There's just something essential and even sensual about good blast from the brass.
A good brass fanfare stirs up the patriot in a listener, squeezing the pride gland and building an expectation and appreciation of something greater that self. It so often bubbles up into an emotion that can't be choked down or swallowed. A good brass ballad leads a listener through emotional valleys and to the base of the mountain, where it expresses the deep groanings of the reluctant but enslaved climber. Good brass is like the muscle of the soul, empowering the listener into the unknown, the challenging, and to the limits of strength. It is emotional and spiritual, patriotic and paternal, masculine and moving.

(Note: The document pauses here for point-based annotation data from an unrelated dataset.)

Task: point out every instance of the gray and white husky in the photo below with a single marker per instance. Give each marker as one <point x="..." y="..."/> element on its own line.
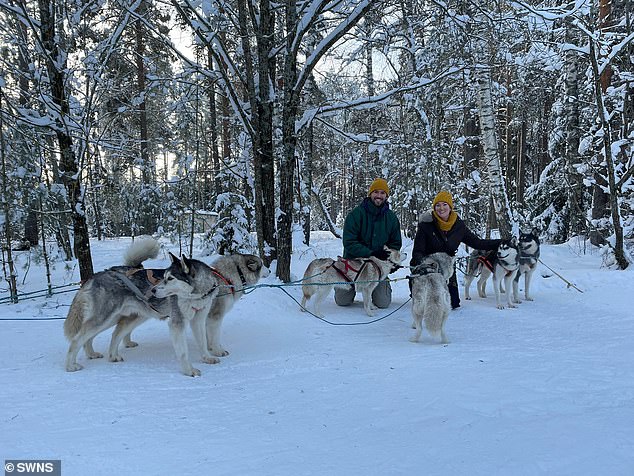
<point x="235" y="273"/>
<point x="126" y="297"/>
<point x="362" y="273"/>
<point x="529" y="256"/>
<point x="430" y="296"/>
<point x="502" y="264"/>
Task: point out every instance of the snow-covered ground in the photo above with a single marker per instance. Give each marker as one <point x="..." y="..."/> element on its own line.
<point x="547" y="388"/>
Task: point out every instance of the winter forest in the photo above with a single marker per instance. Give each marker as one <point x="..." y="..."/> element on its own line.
<point x="250" y="121"/>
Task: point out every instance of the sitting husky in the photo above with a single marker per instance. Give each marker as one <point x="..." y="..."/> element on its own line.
<point x="125" y="297"/>
<point x="502" y="264"/>
<point x="430" y="296"/>
<point x="324" y="274"/>
<point x="234" y="273"/>
<point x="529" y="256"/>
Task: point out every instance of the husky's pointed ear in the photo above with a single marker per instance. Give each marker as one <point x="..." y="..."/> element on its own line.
<point x="184" y="265"/>
<point x="254" y="264"/>
<point x="189" y="262"/>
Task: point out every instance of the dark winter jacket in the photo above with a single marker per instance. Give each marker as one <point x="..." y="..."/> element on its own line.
<point x="430" y="239"/>
<point x="368" y="227"/>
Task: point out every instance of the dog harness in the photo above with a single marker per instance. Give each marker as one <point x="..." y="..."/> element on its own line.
<point x="343" y="267"/>
<point x="486" y="261"/>
<point x="423" y="269"/>
<point x="228" y="282"/>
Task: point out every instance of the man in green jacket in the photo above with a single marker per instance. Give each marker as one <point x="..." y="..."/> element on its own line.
<point x="367" y="228"/>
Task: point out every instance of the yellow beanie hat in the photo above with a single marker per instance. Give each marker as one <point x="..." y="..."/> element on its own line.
<point x="443" y="196"/>
<point x="379" y="184"/>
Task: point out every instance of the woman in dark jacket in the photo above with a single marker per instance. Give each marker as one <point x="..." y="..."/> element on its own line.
<point x="441" y="229"/>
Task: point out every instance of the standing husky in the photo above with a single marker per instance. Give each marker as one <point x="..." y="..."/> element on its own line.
<point x="430" y="296"/>
<point x="362" y="273"/>
<point x="501" y="264"/>
<point x="529" y="256"/>
<point x="234" y="273"/>
<point x="125" y="297"/>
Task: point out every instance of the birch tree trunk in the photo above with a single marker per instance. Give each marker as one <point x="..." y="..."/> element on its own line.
<point x="614" y="192"/>
<point x="13" y="289"/>
<point x="68" y="168"/>
<point x="491" y="153"/>
<point x="571" y="104"/>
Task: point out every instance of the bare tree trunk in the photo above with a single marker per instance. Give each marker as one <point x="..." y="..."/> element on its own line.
<point x="213" y="130"/>
<point x="571" y="104"/>
<point x="13" y="288"/>
<point x="520" y="173"/>
<point x="491" y="155"/>
<point x="619" y="251"/>
<point x="308" y="183"/>
<point x="69" y="172"/>
<point x="147" y="220"/>
<point x="287" y="164"/>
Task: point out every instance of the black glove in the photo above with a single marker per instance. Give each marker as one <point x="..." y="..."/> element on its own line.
<point x="381" y="254"/>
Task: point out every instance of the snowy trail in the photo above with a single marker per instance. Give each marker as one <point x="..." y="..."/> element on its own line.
<point x="542" y="389"/>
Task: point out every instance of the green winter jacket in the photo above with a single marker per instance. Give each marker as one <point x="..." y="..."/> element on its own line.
<point x="368" y="227"/>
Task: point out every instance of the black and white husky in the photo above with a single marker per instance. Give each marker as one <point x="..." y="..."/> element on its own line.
<point x="126" y="297"/>
<point x="502" y="264"/>
<point x="324" y="274"/>
<point x="529" y="257"/>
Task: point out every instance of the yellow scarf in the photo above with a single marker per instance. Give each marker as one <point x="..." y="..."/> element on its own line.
<point x="445" y="225"/>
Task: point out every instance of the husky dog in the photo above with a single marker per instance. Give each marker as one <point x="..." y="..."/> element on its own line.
<point x="430" y="296"/>
<point x="362" y="273"/>
<point x="529" y="256"/>
<point x="502" y="264"/>
<point x="234" y="273"/>
<point x="125" y="297"/>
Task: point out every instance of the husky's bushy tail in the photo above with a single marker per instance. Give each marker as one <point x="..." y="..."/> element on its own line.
<point x="435" y="311"/>
<point x="75" y="317"/>
<point x="142" y="248"/>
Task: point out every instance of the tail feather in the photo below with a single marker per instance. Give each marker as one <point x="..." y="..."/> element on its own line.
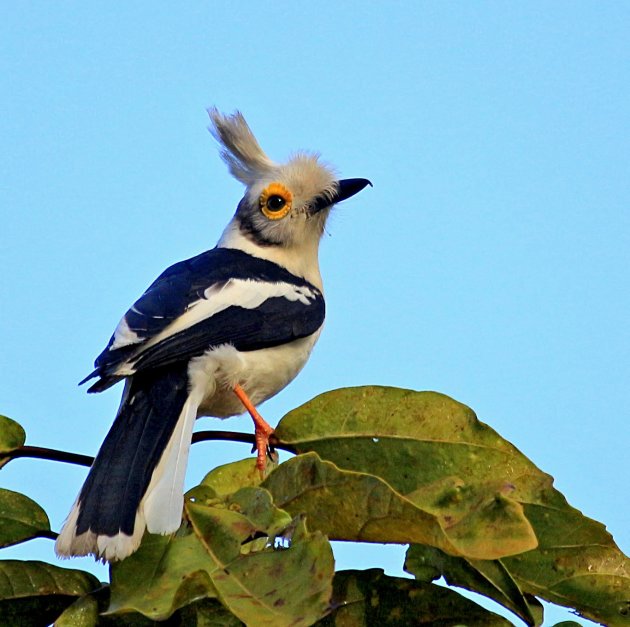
<point x="143" y="457"/>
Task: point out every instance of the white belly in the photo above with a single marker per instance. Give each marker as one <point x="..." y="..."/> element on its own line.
<point x="262" y="374"/>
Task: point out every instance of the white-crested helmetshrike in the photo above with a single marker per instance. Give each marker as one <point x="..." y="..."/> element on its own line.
<point x="212" y="336"/>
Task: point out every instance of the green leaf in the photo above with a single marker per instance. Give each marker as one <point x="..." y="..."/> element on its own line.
<point x="276" y="586"/>
<point x="164" y="574"/>
<point x="20" y="518"/>
<point x="228" y="551"/>
<point x="12" y="436"/>
<point x="489" y="578"/>
<point x="82" y="613"/>
<point x="366" y="598"/>
<point x="423" y="444"/>
<point x="351" y="506"/>
<point x="35" y="593"/>
<point x="430" y="449"/>
<point x="229" y="478"/>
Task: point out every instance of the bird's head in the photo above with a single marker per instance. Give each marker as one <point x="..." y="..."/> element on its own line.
<point x="285" y="205"/>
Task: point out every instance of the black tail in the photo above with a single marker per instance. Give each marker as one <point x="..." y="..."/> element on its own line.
<point x="120" y="475"/>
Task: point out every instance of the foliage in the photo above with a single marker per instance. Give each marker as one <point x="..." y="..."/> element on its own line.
<point x="372" y="464"/>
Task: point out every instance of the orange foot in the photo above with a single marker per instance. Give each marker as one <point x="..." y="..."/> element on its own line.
<point x="262" y="429"/>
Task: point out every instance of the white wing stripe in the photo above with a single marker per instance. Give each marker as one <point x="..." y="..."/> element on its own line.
<point x="244" y="293"/>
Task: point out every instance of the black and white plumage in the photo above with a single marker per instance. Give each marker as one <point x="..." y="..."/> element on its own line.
<point x="230" y="326"/>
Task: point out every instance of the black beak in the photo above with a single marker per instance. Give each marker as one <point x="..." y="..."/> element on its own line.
<point x="345" y="189"/>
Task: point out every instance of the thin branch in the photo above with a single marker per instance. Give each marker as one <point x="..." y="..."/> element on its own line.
<point x="38" y="452"/>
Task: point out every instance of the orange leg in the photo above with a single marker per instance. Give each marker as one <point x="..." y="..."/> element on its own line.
<point x="262" y="429"/>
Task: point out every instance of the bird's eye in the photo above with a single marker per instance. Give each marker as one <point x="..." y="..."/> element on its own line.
<point x="275" y="201"/>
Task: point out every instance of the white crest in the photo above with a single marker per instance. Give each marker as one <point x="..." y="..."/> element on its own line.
<point x="241" y="151"/>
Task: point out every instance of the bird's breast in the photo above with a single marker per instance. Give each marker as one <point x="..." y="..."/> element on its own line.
<point x="261" y="373"/>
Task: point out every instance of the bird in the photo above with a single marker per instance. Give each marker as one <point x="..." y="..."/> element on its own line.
<point x="214" y="335"/>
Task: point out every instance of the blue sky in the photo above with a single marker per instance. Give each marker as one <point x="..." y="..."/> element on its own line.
<point x="489" y="262"/>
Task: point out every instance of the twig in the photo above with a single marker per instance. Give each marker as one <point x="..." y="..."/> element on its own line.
<point x="38" y="452"/>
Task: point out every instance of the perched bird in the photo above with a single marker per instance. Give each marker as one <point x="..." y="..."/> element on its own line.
<point x="212" y="336"/>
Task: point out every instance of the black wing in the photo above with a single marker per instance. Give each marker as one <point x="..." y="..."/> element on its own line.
<point x="181" y="287"/>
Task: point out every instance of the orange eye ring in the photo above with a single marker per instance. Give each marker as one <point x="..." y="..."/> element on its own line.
<point x="275" y="201"/>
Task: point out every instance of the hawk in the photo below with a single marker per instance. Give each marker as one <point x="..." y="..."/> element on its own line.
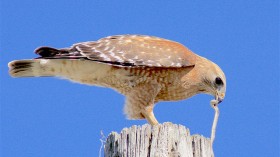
<point x="145" y="69"/>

These are the feelings I felt when listening to the music of The Pentaphonic Brass, a fine European brass ensemble of five. In their picture we see a tuba, a 2 trumpets, a French horn, and a trombone, and their members; Peter Buscher, Thomas Gerstel, Brent Burgers, Andreas Deichmann, and Joseph Bartz. But in their music we are encountered by the power of their education, practice, and passion for their art.

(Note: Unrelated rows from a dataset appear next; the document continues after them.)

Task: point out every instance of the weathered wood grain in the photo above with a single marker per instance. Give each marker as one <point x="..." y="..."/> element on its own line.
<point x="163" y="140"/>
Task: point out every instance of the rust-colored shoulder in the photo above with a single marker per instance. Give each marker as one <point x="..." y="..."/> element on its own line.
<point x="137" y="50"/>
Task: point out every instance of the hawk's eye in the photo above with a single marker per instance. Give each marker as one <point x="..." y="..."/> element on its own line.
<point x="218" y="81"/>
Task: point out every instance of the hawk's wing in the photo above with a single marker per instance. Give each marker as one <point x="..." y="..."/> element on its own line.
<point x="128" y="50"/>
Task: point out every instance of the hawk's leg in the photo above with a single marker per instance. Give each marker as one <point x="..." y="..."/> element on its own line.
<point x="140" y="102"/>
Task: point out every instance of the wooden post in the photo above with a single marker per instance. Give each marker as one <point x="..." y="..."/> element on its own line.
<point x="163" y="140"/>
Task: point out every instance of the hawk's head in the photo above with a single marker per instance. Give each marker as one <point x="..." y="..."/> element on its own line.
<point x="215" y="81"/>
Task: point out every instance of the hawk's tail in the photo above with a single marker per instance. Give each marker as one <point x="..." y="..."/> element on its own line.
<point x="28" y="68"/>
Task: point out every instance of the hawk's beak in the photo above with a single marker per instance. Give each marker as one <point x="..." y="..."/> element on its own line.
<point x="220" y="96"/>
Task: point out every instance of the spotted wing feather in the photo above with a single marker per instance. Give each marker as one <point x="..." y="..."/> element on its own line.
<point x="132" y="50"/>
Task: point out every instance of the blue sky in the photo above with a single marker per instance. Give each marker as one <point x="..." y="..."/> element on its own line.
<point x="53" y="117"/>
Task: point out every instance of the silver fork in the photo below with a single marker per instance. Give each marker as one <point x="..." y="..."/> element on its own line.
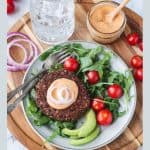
<point x="28" y="85"/>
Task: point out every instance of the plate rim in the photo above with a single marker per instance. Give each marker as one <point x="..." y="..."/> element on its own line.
<point x="108" y="141"/>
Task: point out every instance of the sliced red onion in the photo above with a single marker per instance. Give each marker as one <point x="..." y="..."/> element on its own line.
<point x="29" y="55"/>
<point x="10" y="59"/>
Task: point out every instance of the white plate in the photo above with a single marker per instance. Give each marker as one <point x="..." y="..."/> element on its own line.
<point x="109" y="133"/>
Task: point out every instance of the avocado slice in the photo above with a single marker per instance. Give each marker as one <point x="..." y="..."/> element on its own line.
<point x="88" y="126"/>
<point x="89" y="138"/>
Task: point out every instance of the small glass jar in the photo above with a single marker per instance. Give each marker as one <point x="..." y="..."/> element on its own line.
<point x="104" y="36"/>
<point x="52" y="20"/>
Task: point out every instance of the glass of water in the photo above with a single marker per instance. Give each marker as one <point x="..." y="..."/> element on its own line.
<point x="52" y="20"/>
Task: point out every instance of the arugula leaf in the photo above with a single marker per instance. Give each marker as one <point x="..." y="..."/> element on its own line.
<point x="50" y="51"/>
<point x="95" y="52"/>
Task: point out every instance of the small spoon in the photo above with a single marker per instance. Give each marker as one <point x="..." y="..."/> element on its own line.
<point x="109" y="17"/>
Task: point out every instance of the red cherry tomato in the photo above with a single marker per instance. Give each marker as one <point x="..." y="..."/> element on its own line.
<point x="93" y="77"/>
<point x="115" y="91"/>
<point x="138" y="74"/>
<point x="133" y="38"/>
<point x="10" y="8"/>
<point x="71" y="64"/>
<point x="141" y="45"/>
<point x="136" y="61"/>
<point x="10" y="1"/>
<point x="104" y="117"/>
<point x="98" y="104"/>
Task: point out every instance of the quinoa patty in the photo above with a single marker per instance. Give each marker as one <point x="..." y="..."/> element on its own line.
<point x="75" y="111"/>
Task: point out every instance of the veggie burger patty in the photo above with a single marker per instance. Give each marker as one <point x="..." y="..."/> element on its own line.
<point x="75" y="111"/>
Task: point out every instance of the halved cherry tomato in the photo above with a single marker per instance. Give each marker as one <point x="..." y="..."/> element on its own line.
<point x="104" y="117"/>
<point x="93" y="76"/>
<point x="71" y="64"/>
<point x="141" y="45"/>
<point x="98" y="104"/>
<point x="133" y="38"/>
<point x="10" y="1"/>
<point x="10" y="8"/>
<point x="138" y="74"/>
<point x="115" y="91"/>
<point x="136" y="61"/>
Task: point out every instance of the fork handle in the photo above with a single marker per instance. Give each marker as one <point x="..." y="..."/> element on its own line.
<point x="11" y="94"/>
<point x="12" y="106"/>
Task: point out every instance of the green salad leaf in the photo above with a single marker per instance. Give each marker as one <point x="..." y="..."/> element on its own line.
<point x="90" y="59"/>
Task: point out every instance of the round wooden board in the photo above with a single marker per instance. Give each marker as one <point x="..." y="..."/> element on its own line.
<point x="132" y="137"/>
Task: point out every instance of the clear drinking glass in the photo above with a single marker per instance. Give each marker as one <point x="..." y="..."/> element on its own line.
<point x="52" y="20"/>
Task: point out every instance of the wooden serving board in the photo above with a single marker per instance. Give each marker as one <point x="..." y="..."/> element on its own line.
<point x="132" y="137"/>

In reviewing this fine brass group one could quote technical sources for definitions of their name:
According to Wikiopeida:
A pentatonic scale is a musical scale or mode with five notes per octave in contrast to a heptatonic (seven note) scale such as the major scale and minor scale. Pentatonic scales are very common and are found all over the world. They are divided into those with semitones (hemitonic) and those without (anhemitonic).
Examples of use of pentatonic scales include Celtic folk music, Hungarian folk music, West African music, African-American spirituals, Gospel music, American folk music, Jazz, American blues music, rock music, Sami joiksinging, children's song, the music of ancient Greece and the Greek traditional music and songs from Epirus, Northwest Greece, music ofSouthern Albania, folk songs of peoples of the Middle Volga area (such as the Mari, the Chuvash and Tatars), the tuning of the Ethiopian krar and the Indonesian gamelan, Philippine kulintang, Native American music, melodies o of Korea, Laos, Thailand, Malaysia, Japan, China and Vietnam (including the folk music of these countries), the Andean music, the Afro-Caribbean tradition, Polish highlanders from the Tatra Mountains, and Western Impressionistic composers such as French composer Claude Debussy
Or quote the much simpler Urban Dictionary for an easier picture:
“The use of 5 sound sources in surround sound applications”

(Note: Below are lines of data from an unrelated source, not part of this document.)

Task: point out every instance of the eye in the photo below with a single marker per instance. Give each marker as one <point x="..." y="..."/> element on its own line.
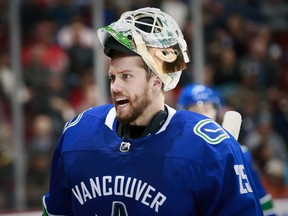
<point x="111" y="77"/>
<point x="126" y="76"/>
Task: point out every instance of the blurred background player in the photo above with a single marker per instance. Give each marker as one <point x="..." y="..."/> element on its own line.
<point x="207" y="101"/>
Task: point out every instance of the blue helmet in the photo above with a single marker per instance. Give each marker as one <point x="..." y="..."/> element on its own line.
<point x="197" y="93"/>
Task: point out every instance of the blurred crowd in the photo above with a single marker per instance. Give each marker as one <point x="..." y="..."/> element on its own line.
<point x="246" y="60"/>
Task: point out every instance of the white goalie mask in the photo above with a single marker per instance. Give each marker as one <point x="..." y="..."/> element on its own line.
<point x="155" y="36"/>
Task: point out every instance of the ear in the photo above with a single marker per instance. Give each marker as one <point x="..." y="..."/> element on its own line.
<point x="157" y="83"/>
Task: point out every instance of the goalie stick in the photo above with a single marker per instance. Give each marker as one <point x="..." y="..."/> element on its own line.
<point x="232" y="123"/>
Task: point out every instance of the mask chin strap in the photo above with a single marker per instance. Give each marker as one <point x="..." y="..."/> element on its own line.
<point x="142" y="50"/>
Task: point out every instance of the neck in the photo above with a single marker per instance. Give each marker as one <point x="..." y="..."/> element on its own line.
<point x="134" y="131"/>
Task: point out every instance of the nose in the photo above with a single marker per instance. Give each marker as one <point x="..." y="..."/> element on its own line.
<point x="115" y="86"/>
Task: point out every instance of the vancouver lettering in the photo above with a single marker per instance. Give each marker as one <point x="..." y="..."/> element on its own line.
<point x="119" y="186"/>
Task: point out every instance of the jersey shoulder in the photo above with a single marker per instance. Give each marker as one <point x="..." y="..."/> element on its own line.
<point x="201" y="135"/>
<point x="86" y="128"/>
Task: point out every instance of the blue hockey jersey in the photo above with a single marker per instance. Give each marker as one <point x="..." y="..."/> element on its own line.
<point x="190" y="166"/>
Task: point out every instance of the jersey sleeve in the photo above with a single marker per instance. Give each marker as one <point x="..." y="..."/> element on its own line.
<point x="226" y="186"/>
<point x="57" y="200"/>
<point x="265" y="198"/>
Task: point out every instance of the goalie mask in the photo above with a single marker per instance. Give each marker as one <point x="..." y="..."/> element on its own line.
<point x="153" y="35"/>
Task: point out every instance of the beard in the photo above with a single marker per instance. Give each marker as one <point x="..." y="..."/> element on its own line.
<point x="134" y="108"/>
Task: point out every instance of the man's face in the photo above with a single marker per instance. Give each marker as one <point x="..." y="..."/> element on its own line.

But those definitions don’t really help a potential listener get to the point of decision about their music.
On their website (http://www.pentaphonic-brass.de/) they explain their diversity of performace as including all musical styles; from Bach, Bizel, Handel, Mozart, and Wagner. And then they add the names of Jazz masters Cole Porter, Glenn Miller, and Bernstein and Gershwin. (Listen to their sound on https://soundcloud.com/pentaphonic_brass/ .)
Then they also want to perform and promote quintet compositions by Eric Ewazen, Victor Ewald, and John Cheetham.
What a pleasure to have all this good eating on one performance plate, live in concert or on a recording. What a meal! Not fast food but a healthy feast of deep satisfying music that not only soothes the savage breast but enriches the soul.
Nice work, gentleman. Keep playing and keep feeding your hungry audiences.